Created 10-03-2018 05:31 PM
I did a count(*) on a table XXX with "set hive.auto.convert.join=false;" and got "643198 rows" whereas when i did the same count(*) on the same table XXX with "set hive.auto.convert.join=true;" i get only "331815 rows". I see more than 50% of rows getting dropped and no clue why. Anybody out there to help out? Let me know if more details are required.
Created 10-04-2018 06:16 AM
what is your execution engine ..?
can you run analyse statistics command and check ..?

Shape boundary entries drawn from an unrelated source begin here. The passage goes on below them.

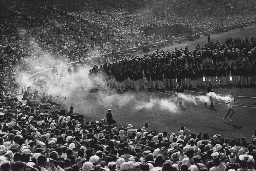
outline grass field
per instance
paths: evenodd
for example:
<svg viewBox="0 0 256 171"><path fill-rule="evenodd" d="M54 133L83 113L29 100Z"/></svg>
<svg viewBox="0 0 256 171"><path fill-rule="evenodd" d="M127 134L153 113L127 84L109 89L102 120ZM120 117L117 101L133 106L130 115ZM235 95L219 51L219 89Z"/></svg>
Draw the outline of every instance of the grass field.
<svg viewBox="0 0 256 171"><path fill-rule="evenodd" d="M250 38L256 32L256 25L253 25L245 28L245 31L233 30L210 36L212 40L215 42L218 40L220 43L230 37ZM200 39L164 49L172 51L175 47L184 48L188 46L192 51L198 43L202 46L207 41L207 37L203 36ZM228 95L232 91L235 96L256 97L255 88L229 85L213 89L218 94ZM197 91L206 91L204 88L200 88ZM165 92L172 94L172 90L168 89ZM202 95L196 92L185 93ZM256 129L255 108L235 107L236 112L233 117L233 122L227 120L228 123L225 123L222 118L227 112L226 105L215 104L215 107L210 108L205 107L203 102L198 102L196 105L184 101L183 107L175 108L172 103L175 99L172 96L146 89L139 92L129 90L121 94L114 90L88 92L86 89L81 88L72 91L70 94L65 97L65 99L59 95L56 101L61 102L61 106L66 109L70 106L75 106L75 112L83 114L85 119L90 121L103 118L107 109L110 108L117 124L125 127L130 123L134 127L139 128L148 123L150 128L159 132L166 131L169 134L177 133L178 128L184 126L196 133L207 132L210 136L219 133L230 138L244 136L248 140ZM236 100L239 102L239 105L256 107L256 99L236 98Z"/></svg>

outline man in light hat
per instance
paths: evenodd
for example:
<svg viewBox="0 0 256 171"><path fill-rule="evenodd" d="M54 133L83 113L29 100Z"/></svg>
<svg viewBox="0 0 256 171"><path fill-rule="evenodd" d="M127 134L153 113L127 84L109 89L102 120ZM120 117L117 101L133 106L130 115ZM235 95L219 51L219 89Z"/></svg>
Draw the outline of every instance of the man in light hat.
<svg viewBox="0 0 256 171"><path fill-rule="evenodd" d="M53 101L52 99L52 95L50 95L49 96L49 98L48 98L48 99L47 99L47 103L49 103L50 104L56 104L56 105L58 106L60 106L61 104L58 104L57 103L56 103L55 101Z"/></svg>

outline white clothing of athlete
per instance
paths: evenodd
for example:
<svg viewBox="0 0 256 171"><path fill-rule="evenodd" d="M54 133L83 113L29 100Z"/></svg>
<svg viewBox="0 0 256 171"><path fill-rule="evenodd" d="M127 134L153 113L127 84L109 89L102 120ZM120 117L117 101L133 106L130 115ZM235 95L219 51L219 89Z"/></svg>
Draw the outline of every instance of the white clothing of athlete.
<svg viewBox="0 0 256 171"><path fill-rule="evenodd" d="M227 104L227 108L232 108L233 107L233 105L234 103L235 103L235 97L232 97L232 98L229 97L228 101L229 101L229 103Z"/></svg>

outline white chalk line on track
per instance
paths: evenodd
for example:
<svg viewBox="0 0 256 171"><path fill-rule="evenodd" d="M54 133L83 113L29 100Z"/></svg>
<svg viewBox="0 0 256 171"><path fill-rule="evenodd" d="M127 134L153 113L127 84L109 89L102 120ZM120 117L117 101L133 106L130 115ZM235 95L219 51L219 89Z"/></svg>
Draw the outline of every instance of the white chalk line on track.
<svg viewBox="0 0 256 171"><path fill-rule="evenodd" d="M145 85L144 85L144 86L145 86L145 87L146 87L147 88L148 88L148 87L146 86ZM154 89L151 89L154 90L154 91L155 91L155 92L159 92L159 93L162 93L162 94L166 94L166 95L171 95L171 96L174 96L174 95L172 95L172 94L168 94L168 93L166 93L163 92L161 92L161 91L157 91L157 90L155 90ZM195 99L195 100L197 100L197 101L201 101L201 102L203 102L203 101L201 101L201 100L196 100L196 99ZM215 103L215 104L222 104L222 105L227 105L227 104L225 104L225 103L220 103L213 102L213 103ZM245 106L240 106L240 105L233 105L233 106L238 106L238 107L247 107L247 108L253 108L253 109L256 109L256 107L255 107Z"/></svg>
<svg viewBox="0 0 256 171"><path fill-rule="evenodd" d="M175 89L175 88L171 88L171 87L168 87L168 88L170 88L172 89ZM199 92L198 91L190 91L190 90L184 90L185 91L187 91L188 92L195 92L195 93L201 93L202 94L206 94L207 93L204 92ZM217 95L221 95L222 96L229 96L229 95L224 95L223 94L216 94ZM256 98L256 97L245 97L245 96L238 96L237 95L236 95L235 96L236 97L242 97L242 98Z"/></svg>

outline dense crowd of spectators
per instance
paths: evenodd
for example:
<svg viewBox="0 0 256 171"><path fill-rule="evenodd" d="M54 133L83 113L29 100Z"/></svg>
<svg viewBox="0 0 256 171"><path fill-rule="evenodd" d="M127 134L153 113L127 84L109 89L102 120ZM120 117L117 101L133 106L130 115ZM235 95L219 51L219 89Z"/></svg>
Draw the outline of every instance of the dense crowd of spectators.
<svg viewBox="0 0 256 171"><path fill-rule="evenodd" d="M123 91L127 88L138 91L146 83L149 88L175 88L181 86L193 88L206 86L227 85L232 78L234 85L256 84L256 40L252 36L241 40L227 38L222 44L198 44L191 52L187 47L175 48L172 53L158 49L152 54L131 58L115 58L113 64L105 64L90 70L89 79L93 88L99 83L102 89L108 87ZM204 77L205 82L203 78Z"/></svg>
<svg viewBox="0 0 256 171"><path fill-rule="evenodd" d="M30 75L63 63L165 40L182 33L175 32L177 26L186 32L193 27L208 29L253 20L253 1L173 1L170 6L165 1L76 1L75 5L67 0L38 1L38 9L34 1L1 2L15 14L1 11L0 44L16 49L9 56L12 80L3 51L0 59L1 171L254 170L256 131L250 140L224 139L219 134L211 138L183 127L169 135L152 131L147 124L139 129L131 124L117 128L108 120L109 113L106 121L81 123L61 112L30 107L11 97L10 88L11 81L17 93L29 92L19 89L26 83L21 71ZM137 8L125 9L129 6ZM230 74L237 83L255 84L256 45L253 38L230 38L222 44L198 45L193 52L186 47L119 61L114 58L113 64L94 68L89 79L120 91L128 86L142 87L143 76L153 88L163 88L164 82L175 87L176 79L183 86L196 88L202 85L204 74L206 83L223 81L226 84ZM43 94L40 98L46 99Z"/></svg>
<svg viewBox="0 0 256 171"><path fill-rule="evenodd" d="M170 135L148 124L117 128L109 109L106 121L80 123L10 94L0 94L2 171L255 170L256 130L251 139L230 139L183 127Z"/></svg>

analyze table <table name> compute statistics
https://community.hortonworks.com/content/supportkb/49639/hiveautoconvertjoin-true.html
Created 10-04-2018 12:24 PM
We are using TEZ engine.
Even after doing the analyze, rows are getting dropped.
ANALYZE TABLE XXX PARTITION(snapshot_id='TEST9') COMPUTE STATISTICS;
ANALYZE TABLE XXX PARTITION(snapshot_id='TEST9') COMPUTE STATISTICS for columns;
SET hive.auto.convert.join =false;
select count(*) from XXX where snapshot_id='TEST9'
Count - 643198
SET hive.auto.convert.join =true;
select count(*) from XXX where snapshot_id='TEST9'
Count - 331815